Most of the tools chimps make are of raw material other than stone, and so a direct comparison is impossible. And many of the tools’ characteristics are influenced by the nature of the material. For instance, the position of leaves to be stripped from a twig is a property of the plant, not a decision of the ape.
However, suggest Tom and Bill, it is possible to find examples of the three spatial concepts in several realms of chimp behavior. For instance, chimpanzee “artists” do not scrawl randomly on blank pieces of paper. And if they are given a sheet of paper on which a geometric shape, such as a square, has been drawn, chimps tend to mark on or near the shape, thus displaying the concept of proximity. They exhibit the property of boundary in the preparation of sedge stems as termite fishing-probes. The stem is triangular in cross section, and the chimps carefully remove one of the ridges by longitudinal stripping. Finally, the concept of order is to be found in chimpanzees’ nest building, a skill that is learned rather than innate, as it is in birds. When a chimp builds a nest, the choice of the first major branch to be bent provides the foundation of the subsequent pattern of interweaving of smaller branches and twigs.

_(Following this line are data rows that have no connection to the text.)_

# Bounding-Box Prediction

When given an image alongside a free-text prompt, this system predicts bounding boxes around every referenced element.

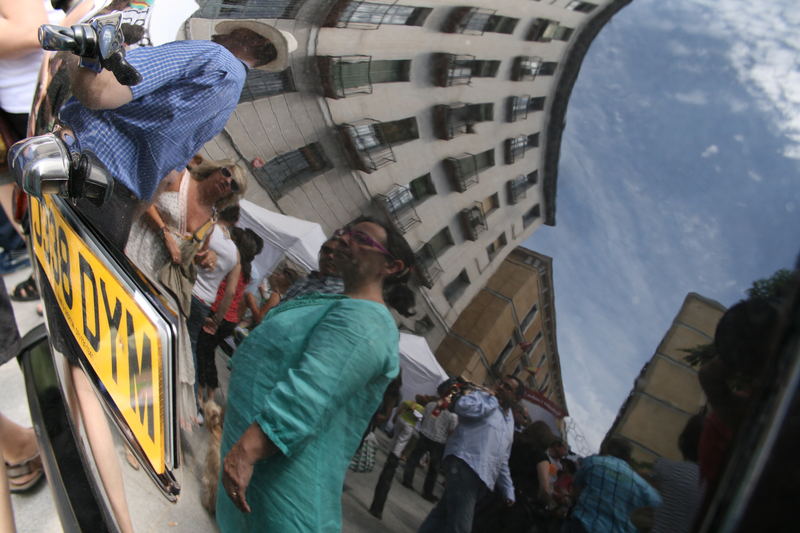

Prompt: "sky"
[523,0,800,453]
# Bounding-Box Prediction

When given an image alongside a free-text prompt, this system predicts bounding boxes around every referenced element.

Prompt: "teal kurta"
[216,294,399,532]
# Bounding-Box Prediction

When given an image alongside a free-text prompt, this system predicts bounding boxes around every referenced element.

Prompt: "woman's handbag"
[348,431,378,473]
[158,217,216,316]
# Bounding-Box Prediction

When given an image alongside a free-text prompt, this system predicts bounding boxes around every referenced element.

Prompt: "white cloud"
[674,90,708,105]
[734,134,745,143]
[687,0,800,158]
[701,145,719,157]
[748,170,764,182]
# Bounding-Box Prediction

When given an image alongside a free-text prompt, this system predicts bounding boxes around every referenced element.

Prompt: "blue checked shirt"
[282,273,345,302]
[444,391,515,502]
[572,455,662,533]
[60,40,247,200]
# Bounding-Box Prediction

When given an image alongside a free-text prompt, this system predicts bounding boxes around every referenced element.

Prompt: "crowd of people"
[1,2,797,532]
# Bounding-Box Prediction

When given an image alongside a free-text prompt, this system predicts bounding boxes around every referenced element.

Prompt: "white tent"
[238,200,327,284]
[398,332,450,402]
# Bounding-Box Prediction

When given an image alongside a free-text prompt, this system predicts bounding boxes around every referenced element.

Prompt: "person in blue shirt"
[60,21,294,202]
[418,375,524,533]
[565,437,662,533]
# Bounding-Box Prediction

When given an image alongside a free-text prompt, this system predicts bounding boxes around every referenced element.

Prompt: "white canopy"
[238,200,327,284]
[398,332,450,403]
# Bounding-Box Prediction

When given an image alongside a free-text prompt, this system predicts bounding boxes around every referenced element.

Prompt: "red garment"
[210,275,247,322]
[698,410,733,488]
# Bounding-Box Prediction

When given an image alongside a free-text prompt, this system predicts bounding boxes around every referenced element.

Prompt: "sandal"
[10,275,40,302]
[6,453,45,493]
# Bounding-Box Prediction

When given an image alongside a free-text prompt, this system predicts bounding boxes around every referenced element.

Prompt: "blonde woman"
[126,158,246,428]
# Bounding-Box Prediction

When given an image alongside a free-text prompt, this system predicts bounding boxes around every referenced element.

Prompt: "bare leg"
[0,456,16,533]
[70,367,134,533]
[0,414,37,465]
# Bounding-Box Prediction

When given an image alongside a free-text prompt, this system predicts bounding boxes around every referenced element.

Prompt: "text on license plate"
[29,196,165,474]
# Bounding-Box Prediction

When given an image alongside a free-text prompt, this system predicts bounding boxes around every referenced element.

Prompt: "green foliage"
[682,343,716,368]
[747,268,794,300]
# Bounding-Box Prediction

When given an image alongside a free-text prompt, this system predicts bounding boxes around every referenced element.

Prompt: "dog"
[201,399,224,515]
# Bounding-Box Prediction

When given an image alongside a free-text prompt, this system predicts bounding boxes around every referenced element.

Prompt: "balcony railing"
[433,53,475,87]
[444,153,480,192]
[512,56,543,81]
[338,119,396,172]
[505,135,528,164]
[442,6,495,35]
[318,55,373,99]
[414,243,444,288]
[374,184,421,233]
[434,103,491,140]
[460,202,488,241]
[507,175,530,204]
[325,0,399,29]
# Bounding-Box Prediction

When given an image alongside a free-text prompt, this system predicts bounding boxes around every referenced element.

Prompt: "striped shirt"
[60,40,247,201]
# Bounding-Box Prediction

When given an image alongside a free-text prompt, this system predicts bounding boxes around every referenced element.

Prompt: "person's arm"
[453,391,498,420]
[496,457,515,505]
[142,205,181,264]
[66,52,133,110]
[255,290,281,324]
[221,301,396,511]
[536,460,555,505]
[204,260,241,334]
[0,0,47,59]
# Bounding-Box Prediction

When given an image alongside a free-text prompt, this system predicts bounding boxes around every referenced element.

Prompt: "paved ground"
[2,265,436,532]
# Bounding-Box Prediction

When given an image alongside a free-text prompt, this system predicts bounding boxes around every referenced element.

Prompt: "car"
[9,1,799,532]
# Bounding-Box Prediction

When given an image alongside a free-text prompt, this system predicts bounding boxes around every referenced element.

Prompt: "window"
[460,204,487,241]
[444,149,495,192]
[320,56,411,98]
[528,19,574,42]
[409,173,436,202]
[521,304,539,331]
[330,1,432,28]
[505,134,539,164]
[434,102,494,140]
[376,184,419,232]
[508,96,546,122]
[196,0,302,19]
[482,193,500,215]
[496,338,515,368]
[508,175,529,204]
[444,269,470,304]
[472,60,501,77]
[566,1,597,13]
[486,232,507,261]
[253,143,331,197]
[239,69,296,102]
[512,57,557,81]
[434,54,501,87]
[428,227,454,257]
[444,7,518,35]
[340,117,419,172]
[523,204,541,228]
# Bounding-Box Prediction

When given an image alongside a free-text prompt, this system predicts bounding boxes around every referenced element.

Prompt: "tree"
[682,342,716,368]
[747,268,794,301]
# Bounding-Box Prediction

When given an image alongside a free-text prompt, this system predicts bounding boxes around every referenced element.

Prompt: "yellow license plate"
[29,195,166,474]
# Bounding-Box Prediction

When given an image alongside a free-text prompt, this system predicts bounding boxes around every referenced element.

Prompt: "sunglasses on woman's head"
[333,228,393,259]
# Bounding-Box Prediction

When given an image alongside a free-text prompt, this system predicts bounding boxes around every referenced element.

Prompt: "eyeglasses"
[334,227,393,259]
[219,167,240,192]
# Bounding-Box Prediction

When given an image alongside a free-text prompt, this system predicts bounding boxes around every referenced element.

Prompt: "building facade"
[604,292,727,468]
[434,247,568,421]
[185,0,631,347]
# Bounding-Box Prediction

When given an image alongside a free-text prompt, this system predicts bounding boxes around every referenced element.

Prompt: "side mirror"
[9,133,113,206]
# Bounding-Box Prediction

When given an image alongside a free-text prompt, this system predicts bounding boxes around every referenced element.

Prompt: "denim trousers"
[418,456,486,533]
[187,295,211,394]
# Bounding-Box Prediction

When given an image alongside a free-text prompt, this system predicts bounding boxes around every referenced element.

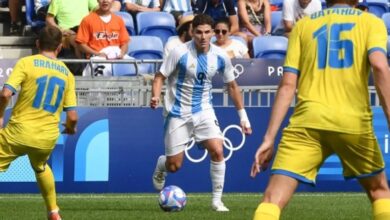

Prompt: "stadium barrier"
[0,58,388,193]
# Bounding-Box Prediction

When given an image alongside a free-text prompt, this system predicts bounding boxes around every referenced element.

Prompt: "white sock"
[157,155,167,172]
[210,160,226,204]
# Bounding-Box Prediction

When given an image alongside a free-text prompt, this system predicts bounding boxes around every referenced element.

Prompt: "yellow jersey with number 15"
[284,6,387,134]
[3,54,77,149]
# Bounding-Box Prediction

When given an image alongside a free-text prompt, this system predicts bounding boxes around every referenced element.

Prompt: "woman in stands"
[237,0,271,42]
[213,18,250,59]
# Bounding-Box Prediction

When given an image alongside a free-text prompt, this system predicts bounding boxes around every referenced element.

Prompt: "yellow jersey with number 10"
[3,54,77,149]
[284,6,387,134]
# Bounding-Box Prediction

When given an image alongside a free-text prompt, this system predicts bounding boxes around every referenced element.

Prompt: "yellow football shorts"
[271,127,385,185]
[0,131,52,173]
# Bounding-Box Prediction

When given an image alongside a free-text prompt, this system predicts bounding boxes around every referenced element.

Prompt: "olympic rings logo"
[233,63,245,79]
[184,125,246,163]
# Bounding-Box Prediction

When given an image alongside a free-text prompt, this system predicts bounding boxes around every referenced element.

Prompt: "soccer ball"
[158,185,187,212]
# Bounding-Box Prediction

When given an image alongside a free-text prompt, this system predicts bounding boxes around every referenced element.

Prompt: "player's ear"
[56,43,63,55]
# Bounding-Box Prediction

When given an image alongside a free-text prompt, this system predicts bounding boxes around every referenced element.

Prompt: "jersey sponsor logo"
[94,31,120,41]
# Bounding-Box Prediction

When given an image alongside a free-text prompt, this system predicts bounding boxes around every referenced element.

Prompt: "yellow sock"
[253,202,281,220]
[35,165,59,212]
[373,198,390,220]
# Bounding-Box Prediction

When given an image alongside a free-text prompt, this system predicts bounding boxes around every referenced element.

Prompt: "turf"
[0,193,371,220]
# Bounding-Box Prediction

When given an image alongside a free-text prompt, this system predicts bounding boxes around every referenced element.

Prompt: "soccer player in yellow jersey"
[250,0,390,219]
[0,26,78,220]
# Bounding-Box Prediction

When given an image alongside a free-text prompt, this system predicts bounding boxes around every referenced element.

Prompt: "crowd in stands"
[0,0,389,75]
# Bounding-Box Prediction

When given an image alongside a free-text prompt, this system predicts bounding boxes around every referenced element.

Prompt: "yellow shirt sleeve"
[5,58,27,93]
[63,72,77,111]
[367,16,387,55]
[283,19,302,75]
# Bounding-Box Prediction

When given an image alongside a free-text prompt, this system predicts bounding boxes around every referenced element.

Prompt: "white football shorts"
[164,109,223,156]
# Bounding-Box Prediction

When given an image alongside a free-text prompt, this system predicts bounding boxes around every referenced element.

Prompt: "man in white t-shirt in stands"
[163,14,194,58]
[282,0,322,36]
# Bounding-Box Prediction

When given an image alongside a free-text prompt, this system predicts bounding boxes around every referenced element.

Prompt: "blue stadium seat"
[127,36,163,74]
[136,12,177,45]
[382,12,390,34]
[321,0,327,8]
[115,11,136,36]
[367,0,389,17]
[112,62,137,76]
[252,36,288,59]
[25,0,45,32]
[271,11,282,33]
[270,0,283,9]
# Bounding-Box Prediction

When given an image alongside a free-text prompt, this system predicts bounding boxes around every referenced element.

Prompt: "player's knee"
[208,147,224,161]
[262,189,289,209]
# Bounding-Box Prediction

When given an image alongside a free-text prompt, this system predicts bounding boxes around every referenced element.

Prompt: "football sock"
[35,165,59,212]
[373,198,390,220]
[253,203,281,220]
[157,155,167,172]
[210,160,225,204]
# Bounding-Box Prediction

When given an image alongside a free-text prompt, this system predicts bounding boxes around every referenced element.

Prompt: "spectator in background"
[46,0,98,58]
[214,18,249,59]
[164,14,194,58]
[35,0,51,20]
[160,0,193,24]
[124,0,160,18]
[8,0,22,35]
[282,0,321,37]
[111,0,124,11]
[76,0,131,76]
[194,0,240,35]
[237,0,271,41]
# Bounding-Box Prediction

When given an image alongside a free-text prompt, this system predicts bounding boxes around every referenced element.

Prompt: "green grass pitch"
[0,193,371,219]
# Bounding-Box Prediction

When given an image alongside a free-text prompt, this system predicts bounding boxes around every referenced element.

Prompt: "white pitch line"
[0,193,366,200]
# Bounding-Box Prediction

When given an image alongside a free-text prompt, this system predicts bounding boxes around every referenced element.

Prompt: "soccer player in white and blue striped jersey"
[150,14,252,212]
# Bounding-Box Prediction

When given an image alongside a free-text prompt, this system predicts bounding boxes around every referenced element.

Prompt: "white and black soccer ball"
[158,185,187,212]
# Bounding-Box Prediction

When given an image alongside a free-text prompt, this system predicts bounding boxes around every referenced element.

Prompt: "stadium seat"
[127,36,163,74]
[252,36,288,59]
[112,62,137,76]
[25,0,45,32]
[115,11,136,36]
[270,0,283,10]
[321,0,327,8]
[367,0,389,17]
[382,12,390,34]
[271,11,282,33]
[136,12,177,45]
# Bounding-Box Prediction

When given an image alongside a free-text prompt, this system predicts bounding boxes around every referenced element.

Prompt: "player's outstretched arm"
[250,72,297,178]
[150,72,166,109]
[226,80,252,135]
[62,110,78,134]
[0,88,13,128]
[370,51,390,129]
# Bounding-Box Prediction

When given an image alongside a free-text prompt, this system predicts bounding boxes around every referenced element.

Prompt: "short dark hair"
[192,14,214,30]
[215,18,231,31]
[38,26,62,51]
[178,22,191,36]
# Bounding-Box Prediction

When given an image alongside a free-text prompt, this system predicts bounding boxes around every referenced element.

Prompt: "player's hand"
[150,97,160,109]
[250,139,274,178]
[61,123,77,135]
[240,120,252,135]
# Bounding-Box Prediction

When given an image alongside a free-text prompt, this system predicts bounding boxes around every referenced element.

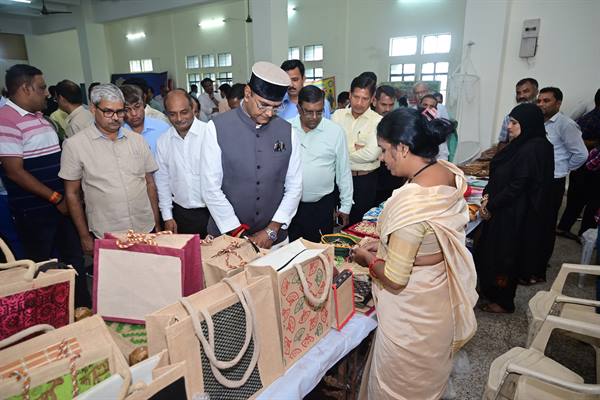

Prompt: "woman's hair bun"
[421,116,453,146]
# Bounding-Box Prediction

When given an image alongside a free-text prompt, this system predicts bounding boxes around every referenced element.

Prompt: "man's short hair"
[5,64,43,97]
[200,78,213,87]
[123,77,150,94]
[358,71,377,86]
[164,88,194,110]
[280,59,305,77]
[228,83,246,101]
[594,88,600,107]
[120,84,144,105]
[90,83,124,106]
[413,81,430,93]
[516,78,538,88]
[219,83,232,97]
[540,86,563,102]
[190,84,198,92]
[420,94,438,105]
[350,75,376,97]
[337,91,349,104]
[56,80,83,105]
[375,85,395,100]
[432,92,443,103]
[298,85,324,106]
[88,82,100,100]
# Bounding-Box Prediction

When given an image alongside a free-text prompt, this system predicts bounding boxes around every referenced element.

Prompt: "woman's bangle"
[48,191,63,205]
[368,257,384,278]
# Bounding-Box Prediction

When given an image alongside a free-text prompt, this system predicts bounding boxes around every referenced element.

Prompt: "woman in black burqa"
[475,103,555,313]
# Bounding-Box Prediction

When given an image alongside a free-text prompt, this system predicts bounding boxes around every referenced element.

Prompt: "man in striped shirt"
[0,64,90,307]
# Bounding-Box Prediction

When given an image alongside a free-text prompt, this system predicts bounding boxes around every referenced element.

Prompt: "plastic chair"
[484,315,600,400]
[454,140,480,165]
[527,263,600,380]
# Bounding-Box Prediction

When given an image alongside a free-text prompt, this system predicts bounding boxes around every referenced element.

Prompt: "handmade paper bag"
[201,235,263,287]
[0,315,131,400]
[146,271,284,399]
[331,269,355,330]
[247,239,335,368]
[93,231,202,324]
[0,238,75,341]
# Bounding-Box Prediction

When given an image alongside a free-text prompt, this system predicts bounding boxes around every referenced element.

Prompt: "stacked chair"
[484,263,600,399]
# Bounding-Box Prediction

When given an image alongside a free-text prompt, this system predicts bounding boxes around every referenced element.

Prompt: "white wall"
[289,0,466,94]
[459,0,600,148]
[24,29,85,85]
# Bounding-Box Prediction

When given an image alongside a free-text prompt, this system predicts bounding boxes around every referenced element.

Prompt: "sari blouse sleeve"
[382,222,428,286]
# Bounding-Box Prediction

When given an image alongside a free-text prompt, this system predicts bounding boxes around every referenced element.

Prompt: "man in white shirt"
[537,86,588,265]
[201,62,302,248]
[288,85,352,242]
[155,89,209,236]
[198,78,221,120]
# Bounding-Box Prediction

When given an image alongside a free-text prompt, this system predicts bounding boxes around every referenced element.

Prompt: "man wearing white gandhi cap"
[200,61,303,248]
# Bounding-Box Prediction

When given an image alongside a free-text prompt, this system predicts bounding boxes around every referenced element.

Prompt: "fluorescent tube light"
[198,18,225,29]
[126,32,146,40]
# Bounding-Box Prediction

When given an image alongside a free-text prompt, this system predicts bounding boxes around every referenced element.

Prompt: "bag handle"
[0,237,16,263]
[180,278,260,389]
[293,253,333,307]
[0,324,55,350]
[0,259,39,281]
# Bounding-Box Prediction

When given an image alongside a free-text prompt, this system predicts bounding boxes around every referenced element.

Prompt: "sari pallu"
[361,160,478,400]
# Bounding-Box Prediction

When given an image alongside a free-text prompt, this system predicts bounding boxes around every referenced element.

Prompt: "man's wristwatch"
[265,228,277,242]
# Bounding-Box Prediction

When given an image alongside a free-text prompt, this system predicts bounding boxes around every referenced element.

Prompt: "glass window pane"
[404,75,415,82]
[304,45,314,61]
[218,53,232,67]
[389,36,417,56]
[390,64,403,74]
[202,54,215,68]
[129,60,141,73]
[435,62,449,73]
[436,74,448,90]
[186,55,199,69]
[315,68,323,78]
[288,47,300,60]
[314,45,323,61]
[421,63,434,74]
[404,63,416,74]
[142,59,153,72]
[422,35,437,54]
[390,76,402,82]
[437,34,451,53]
[422,74,434,81]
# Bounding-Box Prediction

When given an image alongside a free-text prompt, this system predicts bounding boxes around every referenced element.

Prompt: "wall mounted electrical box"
[519,18,540,58]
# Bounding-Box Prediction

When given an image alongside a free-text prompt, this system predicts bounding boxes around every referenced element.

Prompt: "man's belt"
[351,169,376,177]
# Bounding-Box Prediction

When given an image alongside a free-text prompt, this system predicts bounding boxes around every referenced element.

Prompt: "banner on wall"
[380,80,441,106]
[110,72,168,97]
[310,76,337,109]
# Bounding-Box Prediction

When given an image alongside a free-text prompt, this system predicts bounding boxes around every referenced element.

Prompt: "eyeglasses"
[97,107,126,118]
[299,106,324,118]
[251,94,283,114]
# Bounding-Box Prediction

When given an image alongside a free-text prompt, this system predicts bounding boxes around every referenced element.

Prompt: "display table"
[258,313,378,400]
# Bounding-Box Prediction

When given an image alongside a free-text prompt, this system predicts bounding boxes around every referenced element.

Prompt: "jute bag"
[247,239,335,368]
[93,231,202,324]
[78,350,192,400]
[201,235,263,287]
[0,315,131,400]
[0,238,75,341]
[146,271,284,399]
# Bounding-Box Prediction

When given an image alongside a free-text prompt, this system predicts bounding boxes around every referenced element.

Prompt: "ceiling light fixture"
[288,5,296,16]
[126,32,146,40]
[198,18,225,29]
[10,0,32,3]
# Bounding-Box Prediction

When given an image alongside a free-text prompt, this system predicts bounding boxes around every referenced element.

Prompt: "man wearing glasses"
[59,84,161,255]
[288,85,352,242]
[201,62,302,248]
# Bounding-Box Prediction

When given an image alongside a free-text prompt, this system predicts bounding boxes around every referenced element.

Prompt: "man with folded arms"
[59,84,160,255]
[201,62,302,248]
[288,85,352,242]
[155,89,210,236]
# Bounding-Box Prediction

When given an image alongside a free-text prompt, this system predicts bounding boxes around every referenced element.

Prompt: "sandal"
[479,303,514,314]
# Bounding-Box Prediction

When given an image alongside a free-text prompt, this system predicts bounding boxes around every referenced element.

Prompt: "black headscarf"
[491,103,547,166]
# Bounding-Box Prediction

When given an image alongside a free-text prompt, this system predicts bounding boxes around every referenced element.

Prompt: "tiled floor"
[452,222,597,399]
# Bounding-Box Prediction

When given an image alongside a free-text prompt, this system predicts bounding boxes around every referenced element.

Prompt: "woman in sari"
[351,108,478,399]
[475,103,554,313]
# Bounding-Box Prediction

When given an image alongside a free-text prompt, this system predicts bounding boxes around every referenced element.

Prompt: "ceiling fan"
[40,0,72,15]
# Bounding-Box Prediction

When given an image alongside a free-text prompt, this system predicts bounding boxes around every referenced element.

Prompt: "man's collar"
[6,99,37,117]
[547,112,561,123]
[91,123,126,140]
[169,118,204,139]
[291,115,325,133]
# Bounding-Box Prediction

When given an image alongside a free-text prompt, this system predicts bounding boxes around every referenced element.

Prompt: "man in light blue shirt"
[537,86,587,265]
[121,84,169,155]
[279,59,331,121]
[288,85,352,242]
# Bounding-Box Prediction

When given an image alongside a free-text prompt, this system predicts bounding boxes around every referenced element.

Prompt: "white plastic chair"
[454,140,480,165]
[484,315,600,400]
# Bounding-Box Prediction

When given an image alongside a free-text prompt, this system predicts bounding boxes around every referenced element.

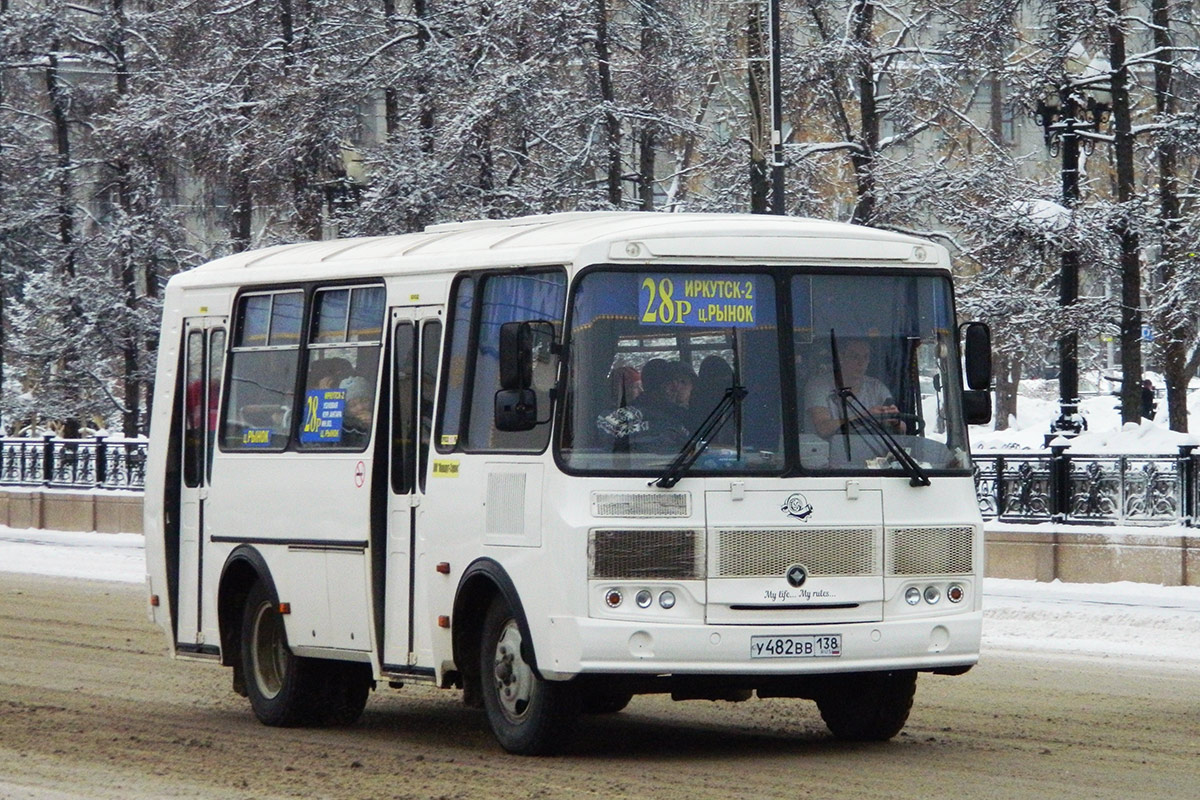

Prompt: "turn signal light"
[947,583,965,603]
[604,589,623,608]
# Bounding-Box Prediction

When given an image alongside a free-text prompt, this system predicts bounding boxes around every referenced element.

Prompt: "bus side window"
[435,276,475,452]
[464,271,566,453]
[298,285,385,451]
[222,291,303,451]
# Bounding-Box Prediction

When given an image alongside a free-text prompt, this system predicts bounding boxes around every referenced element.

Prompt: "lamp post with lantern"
[1035,85,1110,439]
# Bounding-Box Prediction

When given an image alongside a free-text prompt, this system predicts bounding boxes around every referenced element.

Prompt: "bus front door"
[177,318,226,650]
[383,308,442,670]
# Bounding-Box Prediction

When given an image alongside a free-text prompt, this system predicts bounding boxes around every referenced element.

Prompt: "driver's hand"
[872,404,903,430]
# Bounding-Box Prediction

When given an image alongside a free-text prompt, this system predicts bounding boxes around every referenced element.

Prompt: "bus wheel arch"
[452,559,541,708]
[217,546,278,686]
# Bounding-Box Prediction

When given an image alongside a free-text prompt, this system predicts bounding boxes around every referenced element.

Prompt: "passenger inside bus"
[339,375,374,446]
[309,356,352,389]
[623,359,694,453]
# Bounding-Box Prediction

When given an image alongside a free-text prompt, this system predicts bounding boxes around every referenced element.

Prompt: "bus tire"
[311,660,372,726]
[815,670,917,742]
[580,684,633,715]
[241,581,324,727]
[479,597,579,755]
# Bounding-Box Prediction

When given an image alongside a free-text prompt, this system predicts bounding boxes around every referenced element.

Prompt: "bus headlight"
[904,586,922,605]
[658,591,676,609]
[635,590,653,608]
[924,585,941,604]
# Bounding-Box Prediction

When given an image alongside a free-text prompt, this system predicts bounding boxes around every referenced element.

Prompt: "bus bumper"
[536,612,982,679]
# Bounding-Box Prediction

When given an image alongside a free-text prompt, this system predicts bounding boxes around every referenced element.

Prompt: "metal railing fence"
[1,436,147,491]
[973,445,1198,527]
[5,436,1199,527]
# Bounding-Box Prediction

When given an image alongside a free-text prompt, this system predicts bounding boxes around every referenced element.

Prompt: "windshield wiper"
[836,388,930,486]
[829,330,930,487]
[652,385,748,489]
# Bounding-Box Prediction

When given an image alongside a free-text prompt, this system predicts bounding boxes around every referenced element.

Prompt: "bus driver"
[806,339,904,438]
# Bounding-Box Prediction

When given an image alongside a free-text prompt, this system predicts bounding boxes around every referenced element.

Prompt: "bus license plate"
[750,634,841,659]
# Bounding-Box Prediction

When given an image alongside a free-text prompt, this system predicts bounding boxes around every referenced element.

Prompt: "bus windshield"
[558,268,972,477]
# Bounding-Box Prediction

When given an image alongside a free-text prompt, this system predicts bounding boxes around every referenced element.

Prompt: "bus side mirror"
[961,322,992,425]
[962,322,991,391]
[496,320,555,431]
[962,391,991,426]
[499,321,533,390]
[498,320,555,391]
[495,389,537,432]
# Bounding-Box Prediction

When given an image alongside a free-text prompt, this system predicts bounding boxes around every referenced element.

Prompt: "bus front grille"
[886,526,975,575]
[589,529,704,579]
[715,528,878,577]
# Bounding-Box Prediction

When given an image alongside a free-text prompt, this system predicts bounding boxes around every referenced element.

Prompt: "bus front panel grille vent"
[716,528,878,578]
[886,526,974,575]
[591,492,690,518]
[589,529,703,579]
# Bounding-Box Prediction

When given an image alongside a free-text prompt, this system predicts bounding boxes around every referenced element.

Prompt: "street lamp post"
[768,0,785,214]
[1036,88,1110,439]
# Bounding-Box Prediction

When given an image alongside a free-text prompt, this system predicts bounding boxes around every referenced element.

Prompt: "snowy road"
[1,527,1199,799]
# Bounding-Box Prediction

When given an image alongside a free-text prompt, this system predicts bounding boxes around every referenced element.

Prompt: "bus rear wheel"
[814,670,917,742]
[479,597,579,755]
[241,581,370,727]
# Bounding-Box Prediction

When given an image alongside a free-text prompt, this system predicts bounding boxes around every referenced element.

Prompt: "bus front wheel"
[479,597,579,755]
[814,670,917,741]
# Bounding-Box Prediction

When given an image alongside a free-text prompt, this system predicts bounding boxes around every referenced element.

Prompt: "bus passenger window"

For Tom and Bill, the conclusion was clear: “All the spatial concepts for Oldowan tools can be found in the minds of apes. Indeed, the spatial competence described above is probably true of all great apes and does not make Oldowan tool-makers unique.”
7
And they respond to the positing of the “using a tool to make a tool” as a Rubicon, by pointing out that Richard Wright’s orangutan learned to do just that, so the skill is within apes’ cognitive realm. Moreover, they make the reasonable point that chimps have sharp teeth, and use them to fashion wooden tools; they don’t need stone flakes for the job. “We cannot fault apes for not employing unnecessary techniques in making tools needed in their subsistence,” they add.